Their souls are two bright,
Do you mean "too bright"
when their eyes align, they see the true light
They're soul mates who harbor love of two doves of Noah's Ark
soulmates is one word
When he showed his sleeve for her glee, she showed her heart
She build monuments and kingdoms for her knight, showed him light
builds*
He showed her darkness, and showed her his light in a dark catharsis
He showed her darkness, and showed her his light are two opposite thoughts strung together
They loved to love each other, they froliced through meadows of daisy's
They loved to love each other is rather trite. frolicked* daisies*
They froliced through meadows,
already said this
and kingdoms of glee, seeing the gleam
What are kingdoms of glee?, and What does seeing the gleam mean? You're just trying to rhyme syllables here with no meaning.
They see light in darkness, saw the gleaming light in a dark catharsis
light or dark which is it?
Two star crossed lovers, loved to love each other, loved to kiss and hug each other
Trite but it rhymes well
In the night their Romeo and Juliet, Dante' and Beatrice;
they're* they see the light in the darkness
They sought with their jargon, they found the light in the darkest catharsis
This is getting repetitive
When night comes, they make love, they loved each other from soul to heart
From essence to spirit, they wrote songs for each other, and sung the lyrics
In the night, they mourn each other, though none are death's sought
I don't know what "none are death's sought" means
They are life's sought, death is sought
Again, just opposite phrases that you're stringing together
when they die for each other day by day
In the night, they tongue kiss in creative tongues, fairy's never forsake their hums
fairies*
When the moonlight caresses their body's, the day hugs
bodies*. "The day hugs", really?
in the day, they look upon the rainbow ocean, see days and rays of light
They see days and rays of plight, days and rays of sight
getting repetitive with the days and rays
See the light in the darkness, they are two doves in a dark catharsis
Sought the heartless, sought the jargon, see the light in a dark rainbow
Repetitive
Rainbows frolic in meadows and river streams, serene the sea
How do rainbows frolic in meadows and river streams?
The breeze is sliced with their love in the air, they are two doves in the air
The simplest of rhymes
The night seas the day,
this is nonsensical
beaming rays, with leaves of grace
Sea the waves, breeze the day, leaves of grace, shade their face
The night breaks day, leaves of grace,
You've said leaves of grace 3X in a row now
frolic with rainbows of singing rings
He loves her more than their kingdom, where they are king and queen..

Good luck, check mate.
Umm, no, not check mate.
This was pretty bad dude. Not feeling it at all.

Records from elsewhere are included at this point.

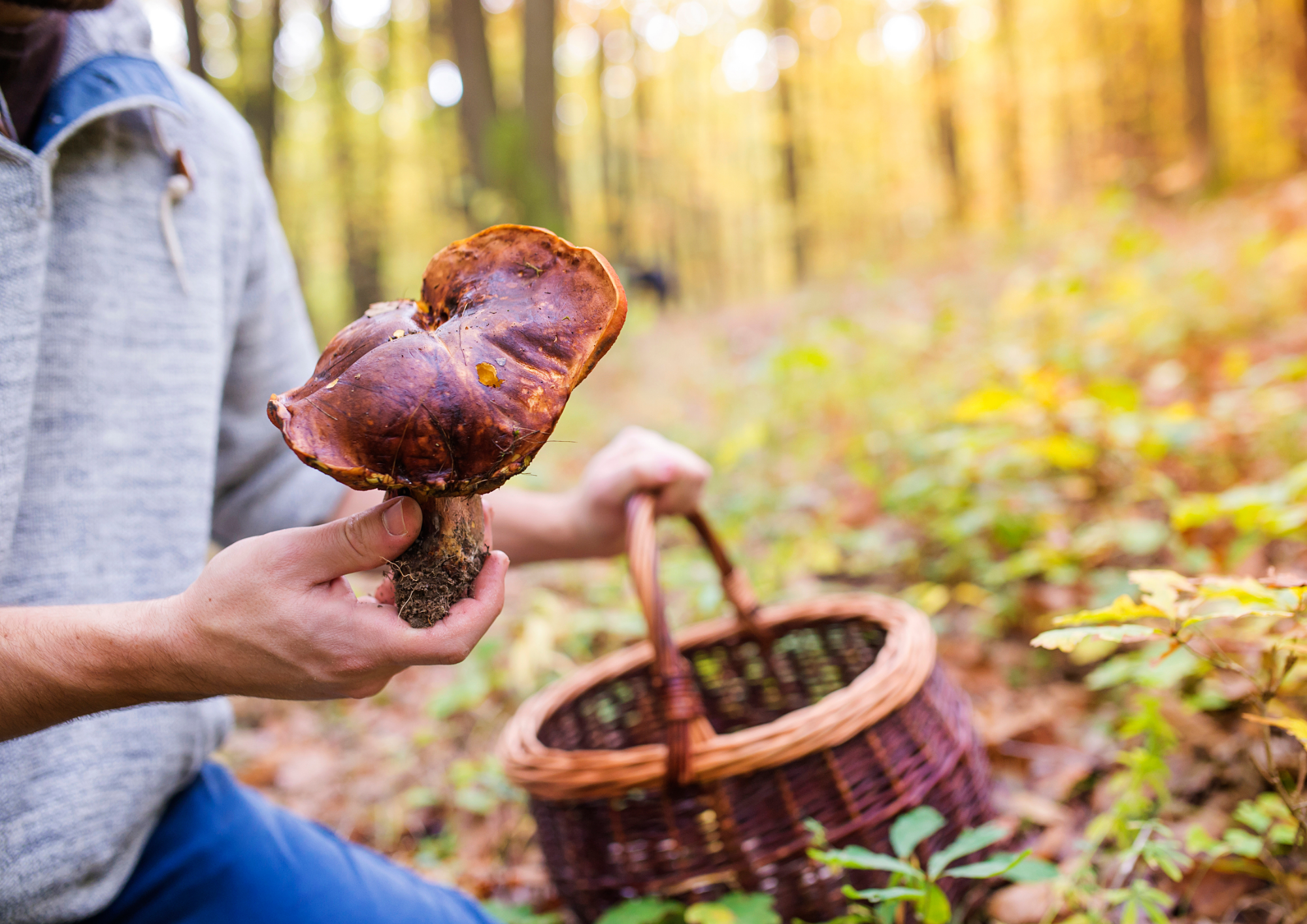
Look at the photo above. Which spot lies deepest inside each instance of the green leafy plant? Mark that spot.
(918, 884)
(1265, 833)
(733, 909)
(1255, 631)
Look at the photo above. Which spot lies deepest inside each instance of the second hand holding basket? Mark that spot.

-------------------------------------------------------------------------
Quote:
Originally Posted by Maximus View Post
let's fly like a graduate's cap

become your airbag in a crash

let's vanish like black magic in a flash

between us there's no massive gap

lets dash like athletes running laps on tracks
All of these phrases and similes are very trite; not digging it.

I appreciate you kept a rhyme scheme all the way through but there were definitely spots where you were reaching for a rhyme and it hurt the meaning and flow. Some phrases that just didn't make much sense or seem coherent.

"Grab my hand" is very repetitive but it went with the picture.

I don't think this was that good but Sinacog's was far worse so you get my vote.